Seven waterfront homes in Fargo, N.D.—with as many as four bedrooms and assessed values ranging above $500,000—will be sold at auction for as little as pennies on the dollar Monday.
Although hundreds of people saw the houses in recent walk-throughs, the residences weren't necessarily the focal point. Many would-be buyers were likely eyeing details like the stainless-steel appliances, custom cabinets and fancy light fixtures, said Jim Lakoduk, a Realtor with Pifer's Auction & Realty, which is running Monday's auction.
"These homes are some of the very best in the city," Mr. Lakoduk said.
The catch? The houses, which were purchased by the city and must be moved away from the flood-prone Red River of the North or a creek that flows into it, are so large they can't be hauled to higher ground without being cut into pieces. This leaves them with little more than their value as scrap, local real-estate experts say.
This spring, the National Weather Service expects the river—which bisects the Fargo-Moorhead region straddling North Dakota's and Minnesota's shared border—to rise to the low end of the major flood range. The city has experienced major flooding in three of the past four years, including a record flood in 2009, and the Weather Service forecasts a rise of 31 to 36 inches this year.

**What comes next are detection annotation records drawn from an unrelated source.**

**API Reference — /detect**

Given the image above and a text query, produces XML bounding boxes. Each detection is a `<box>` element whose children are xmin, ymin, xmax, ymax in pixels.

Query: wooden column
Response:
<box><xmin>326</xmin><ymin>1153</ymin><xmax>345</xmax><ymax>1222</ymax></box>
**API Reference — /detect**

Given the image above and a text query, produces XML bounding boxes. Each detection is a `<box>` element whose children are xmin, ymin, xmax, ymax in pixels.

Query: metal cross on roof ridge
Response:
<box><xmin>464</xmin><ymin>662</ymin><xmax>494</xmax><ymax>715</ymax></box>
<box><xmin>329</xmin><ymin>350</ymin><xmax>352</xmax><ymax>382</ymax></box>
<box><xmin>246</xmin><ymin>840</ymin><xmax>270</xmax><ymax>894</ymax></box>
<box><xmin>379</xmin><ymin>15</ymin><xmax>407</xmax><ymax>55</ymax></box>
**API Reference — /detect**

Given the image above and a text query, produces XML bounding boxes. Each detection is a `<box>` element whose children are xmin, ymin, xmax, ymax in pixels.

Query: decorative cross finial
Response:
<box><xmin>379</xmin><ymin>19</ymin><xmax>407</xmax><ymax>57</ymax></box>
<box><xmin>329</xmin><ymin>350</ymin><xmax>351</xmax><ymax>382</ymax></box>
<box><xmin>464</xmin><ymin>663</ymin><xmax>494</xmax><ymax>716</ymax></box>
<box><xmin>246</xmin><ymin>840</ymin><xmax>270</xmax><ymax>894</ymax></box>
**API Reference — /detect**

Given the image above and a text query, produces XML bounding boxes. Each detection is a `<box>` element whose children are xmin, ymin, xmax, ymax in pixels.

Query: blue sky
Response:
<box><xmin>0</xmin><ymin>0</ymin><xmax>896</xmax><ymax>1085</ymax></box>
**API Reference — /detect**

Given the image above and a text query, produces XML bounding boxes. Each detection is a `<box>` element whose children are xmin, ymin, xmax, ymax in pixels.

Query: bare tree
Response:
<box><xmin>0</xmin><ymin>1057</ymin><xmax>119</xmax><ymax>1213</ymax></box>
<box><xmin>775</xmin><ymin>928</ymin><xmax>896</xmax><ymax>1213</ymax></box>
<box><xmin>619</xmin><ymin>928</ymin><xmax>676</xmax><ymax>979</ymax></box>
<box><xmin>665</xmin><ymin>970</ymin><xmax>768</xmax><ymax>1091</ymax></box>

Fargo has purchased about 550 houses in low-lying areas since the 1970s to take them out of the flood plain or make room for levees, said Mayor Dennis Walaker. Because of a recent expansion in the flood plain by the Federal Emergency Management Agency, the city will spend about $150 million to move 200 more in the next few years.
While many houses over the years have been bought and resold to people who were able to move them, the large homes in Monday's auction—with assessed values between around $375,000 and $560,000— likely won't make it out intact.
The riverfront neighborhood where the homes are located is heavily wooded, and to preserve the trees and nearby properties, the city has imposed a width restriction of 27 and 32 feet on the homes, depending on the location. Some of the houses at auction Monday are as wide as 50 feet and would need to be cut into pieces to make it out of the neighborhood, adding to the cost the potential owner would have to pay to have the house reassembled in a new location.
"No matter what you take out of the houses, you can't get them down to those levels," said John Schmidt, a home mover with Schmidt & Sons Building Movers.
The city, which pays for the purchases via a sales tax and borrowings, has bought the properties at up to 110% of their appraised value. But Mr. Walaker said he would consider it "a bonus" if the city could recoup just 10% to 25% of that cost.
So far, the mayor said the city hasn't run into problems with owners refusing the voluntary buyouts, because they have experienced the flooding and know the city has to address the problems. Occasionally homeowners will ask for a second appraisal, the mayor said, and the city has ultimately negotiated what the owners consider "fair value" with enough time in advance to relocate.
"There's no easy way to do this when you're dealing with peoples' homes," Mr. Walaker said. "It bothers me that we have to do this, but I don't think we have any other solutions."